I started running about four years ago, as a natural progression of my routine. I’d started walking as a part of my weight loss effort in the spring of 2006, trying to lose some of the weight I’d gained not just as a byproduct of my two pregnancies but also since the day since I’d said “I do” to eating exactly the way my husband did.

Walking became a regular part of my week. At the beginning of the process I was walking mid-morning with a friend who had a baby the same age as The Boy. I pushed the double stroller and did about three and a half miles in an hour, finishing with an hour at the park so the Girl could get some energy out (she was two at the time). After a few months of this routine, my walking partner had to go back to work, but walking was firmly embedded in me, and I was blessed with another friend who was willing to go with me, though she was unable to go during the day. We decided to get up and go early in the mornings. Though we sometimes went a shorter distance, covering only two and half miles, these walks were definitely about fitness, and we pushed the pace hard whenever we went out. By the beginning of 2007, though, my new partner was celebrating a new pregnancy. Frighteningly, in the early weeks, the pregnancy looked like it might be at risk, and she was confined to bedrest. I was out a second walking partner.

That’s when I hit the treadmill. I am still amazed that a woman who hates exercise as much as I do used the machine as consistently as I did in that season. I started walking the three and a half miles, but in a few months I’d started going so fast that I could cover five miles in one hour, usually while reading. As you can imagine, this routine became rather boring in short order, and one day . . . I ran. I didn’t run far or long, about one-eighth of a mile that first day. But consistently, over the next few months, I ran a little more each day, not following any set schedule or program, and by the summer of 2007 I was running all five miles, four or five times a week.

I tell that story to illustrate that, for me, part of how the sport has moved along has always been in progression, and I don’t always plan it ahead of time. When I agreed to start walking with my friend in 2006, I never intended to start running, much less run a marathon. But little by little, the sport changed for me. My goals and dreams keep growing and changing—not just changing themselves, but changing me.

  • I ran my first 5k in December of 2007. It was my first road race.
  • I ran my first 10k two weeks later.
  • I ran my first half marathon in February of 2008.
  • I ran my first marathon in March of 2009.
  • I ran my first multi-day event in February of 2010, running a 15k and 5k Saturday and a half marathon Sunday.
  • I added distance to the multi-day event in February of 2011, running the 15k and 5k Saturday and a half marathon and 8k Sunday, for a total of 30.5 miles in two days.

I wasn’t sure what I would do next to up the ante. My recovering injury required diminished mileage this year, and for the first time since I started tracking it my total yearly mileage will probably not crack 1300 miles. I didn’t set any personal records this year, and though I ran a new distance (I’d never run the 8k distance before) my performance at it was less than stellar.
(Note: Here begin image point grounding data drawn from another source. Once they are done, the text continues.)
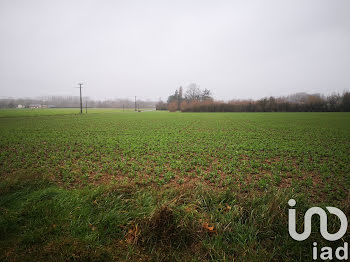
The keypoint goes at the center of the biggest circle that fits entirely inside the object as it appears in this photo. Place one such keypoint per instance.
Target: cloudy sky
(237, 49)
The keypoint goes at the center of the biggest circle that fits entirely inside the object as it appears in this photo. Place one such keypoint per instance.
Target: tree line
(72, 102)
(196, 100)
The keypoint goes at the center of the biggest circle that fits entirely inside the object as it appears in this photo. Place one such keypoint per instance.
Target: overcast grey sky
(237, 49)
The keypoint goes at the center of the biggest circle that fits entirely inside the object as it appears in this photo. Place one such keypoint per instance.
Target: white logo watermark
(341, 253)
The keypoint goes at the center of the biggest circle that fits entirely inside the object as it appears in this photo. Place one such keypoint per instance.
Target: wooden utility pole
(81, 100)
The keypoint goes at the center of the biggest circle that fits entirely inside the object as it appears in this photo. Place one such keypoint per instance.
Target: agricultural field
(159, 186)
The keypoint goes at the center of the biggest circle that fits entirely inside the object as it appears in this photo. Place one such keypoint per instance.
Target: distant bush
(172, 107)
(307, 103)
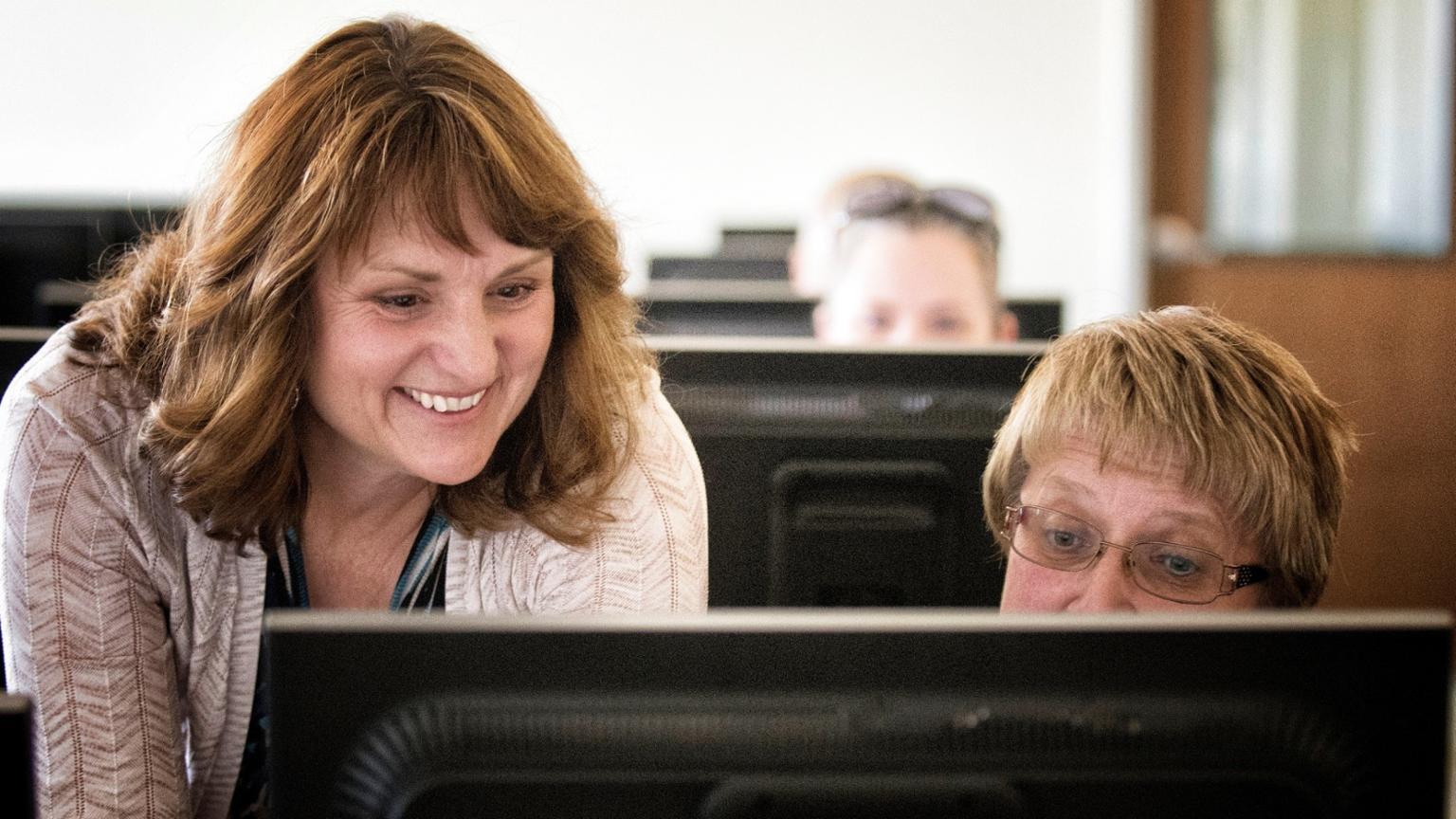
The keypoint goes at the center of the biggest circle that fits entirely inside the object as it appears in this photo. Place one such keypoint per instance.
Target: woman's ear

And then the perfect challenge presented itself. My running partner and I ran the Halloween Half on October 31, then the 13.1 Fort Lauderdale on November 13. Then we decided to run Palm Beach, and that race was on December 4. Are you seeing the pattern?

Because we had already registered for the Michelob Challenge on March 3 and 4 of next year, part of which is a half marathon, we realized we were very close to running six half marathons in six months. We had already considered registering for the Miami Half Marathon on January 29, 2012, and as of this writing that registration is official.

It remains to register for a race in February, and we believe the A1A Half in Fort Lauderdale, scheduled for February 19, 2012, will fit the bill nicely.

As of now, and barring disabling injury, that will be my marker for this season: I will complete six half marathons in six consecutive months.

Whether that makes me incredibly well-trained or incredibly insane . . . that remains to be seen.